David McDermott: Glad to be with you, Pedro.
Pedro Barata: Wonderful. I'm really excited about our conversation. First of all, congrats, you always do an amazing job. Great presentation. You have fantastic work, and you always get us to think about biology around kidney cancer. And perhaps today, we'll spend a little bit of time just talking about anti-cyclins, right? But many of us know therapies like palbociclib, abemaciclib, and others as MOA in other solid tumors.
David McDermott: Right.
Pedro Barata: But then we're reading this in kidney cancer and we all think, "Why?" Right? And then we find your name behind that, leveraging that and understanding whether or not that makes sense from a scientific perspective, and whether or not combinations might make sense as well. So let's start from the beginning.
David McDermott: Yep.
Pedro Barata: Tell us why we should be thinking about that from a biology point of view for RCC.
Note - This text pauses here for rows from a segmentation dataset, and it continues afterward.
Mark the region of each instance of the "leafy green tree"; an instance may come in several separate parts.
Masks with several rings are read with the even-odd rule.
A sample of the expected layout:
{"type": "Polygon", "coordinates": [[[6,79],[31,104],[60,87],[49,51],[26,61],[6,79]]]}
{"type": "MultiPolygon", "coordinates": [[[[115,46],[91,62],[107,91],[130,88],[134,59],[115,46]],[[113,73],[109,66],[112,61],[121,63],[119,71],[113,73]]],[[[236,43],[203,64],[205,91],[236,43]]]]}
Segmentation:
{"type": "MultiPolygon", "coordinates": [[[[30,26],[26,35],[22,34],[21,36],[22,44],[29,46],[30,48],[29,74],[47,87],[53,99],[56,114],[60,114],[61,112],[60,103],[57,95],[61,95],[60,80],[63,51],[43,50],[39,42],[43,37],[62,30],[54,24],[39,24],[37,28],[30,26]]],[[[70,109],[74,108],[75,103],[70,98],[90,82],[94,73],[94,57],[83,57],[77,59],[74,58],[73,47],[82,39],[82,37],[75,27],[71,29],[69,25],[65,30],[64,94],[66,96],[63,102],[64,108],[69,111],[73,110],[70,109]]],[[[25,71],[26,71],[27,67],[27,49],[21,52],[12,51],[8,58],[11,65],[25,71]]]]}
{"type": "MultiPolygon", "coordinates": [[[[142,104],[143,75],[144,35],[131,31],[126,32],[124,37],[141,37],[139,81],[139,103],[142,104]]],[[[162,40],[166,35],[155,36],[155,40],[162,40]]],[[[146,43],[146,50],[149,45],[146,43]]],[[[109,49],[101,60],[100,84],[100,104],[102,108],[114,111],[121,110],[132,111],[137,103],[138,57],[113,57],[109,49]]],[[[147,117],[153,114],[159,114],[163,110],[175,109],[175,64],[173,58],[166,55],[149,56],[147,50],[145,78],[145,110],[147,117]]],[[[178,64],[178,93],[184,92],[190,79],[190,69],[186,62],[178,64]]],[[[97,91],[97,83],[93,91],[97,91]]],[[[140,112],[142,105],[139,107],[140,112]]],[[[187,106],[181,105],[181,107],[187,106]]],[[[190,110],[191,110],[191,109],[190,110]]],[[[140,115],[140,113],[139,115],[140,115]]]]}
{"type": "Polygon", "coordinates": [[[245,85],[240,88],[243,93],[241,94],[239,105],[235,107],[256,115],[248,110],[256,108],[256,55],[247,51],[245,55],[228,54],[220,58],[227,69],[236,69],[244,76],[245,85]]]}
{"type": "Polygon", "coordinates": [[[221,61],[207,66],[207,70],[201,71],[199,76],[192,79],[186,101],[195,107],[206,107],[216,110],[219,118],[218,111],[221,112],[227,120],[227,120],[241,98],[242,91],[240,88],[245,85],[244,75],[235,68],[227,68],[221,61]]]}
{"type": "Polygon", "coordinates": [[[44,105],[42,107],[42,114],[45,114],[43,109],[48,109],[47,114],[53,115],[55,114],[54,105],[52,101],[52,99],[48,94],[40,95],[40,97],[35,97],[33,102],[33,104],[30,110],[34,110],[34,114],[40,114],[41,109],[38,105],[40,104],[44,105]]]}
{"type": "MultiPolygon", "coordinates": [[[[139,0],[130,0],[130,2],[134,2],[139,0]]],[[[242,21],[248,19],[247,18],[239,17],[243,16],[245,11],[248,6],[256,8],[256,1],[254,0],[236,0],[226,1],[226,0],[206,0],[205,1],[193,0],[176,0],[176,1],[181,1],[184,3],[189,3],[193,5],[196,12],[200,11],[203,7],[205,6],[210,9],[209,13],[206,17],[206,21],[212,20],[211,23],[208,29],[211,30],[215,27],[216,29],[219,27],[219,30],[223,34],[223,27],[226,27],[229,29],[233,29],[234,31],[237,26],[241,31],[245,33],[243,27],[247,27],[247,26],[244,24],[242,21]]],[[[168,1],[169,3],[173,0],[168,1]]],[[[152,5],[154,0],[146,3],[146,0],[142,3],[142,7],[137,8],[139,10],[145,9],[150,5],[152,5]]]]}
David McDermott: Okay. So the story goes back a little bit. It's mostly preclinical until today. And it goes back to how do we build on HIF-2 inhibition in kidney cancer 'cause as we know, single-agent belzutifan has been with us for a little while. We're using it in the third and fourth line. How can we do better than single-agent belzutifan, not by targeting the microenvironment with say VEGF and PD-1, which we learned just today is producing exciting improvements and outcomes in some of those spaces. But how can you actually target the tumor with sort of a double hit targeting HIF-2 and then what else makes sense. And so the Kaelin Lab has been, which helped develop the whole field of oxygen sensing and the role of HIF-2 in that process and connecting it to kidney cancer, they started to think about what other genes are synthetically lethal with VHL mutation. And what they found was one of those that came out of their screens was CDK4/6 or cyclin D1. And then the next question is, how can we target that? And in their models, actually CDK4/6 inhibition with palbociclib actually had single-agent activity. Admittedly, mouse model, VHL mutant, but the single drug was active, suggesting there was some synthetic lethality.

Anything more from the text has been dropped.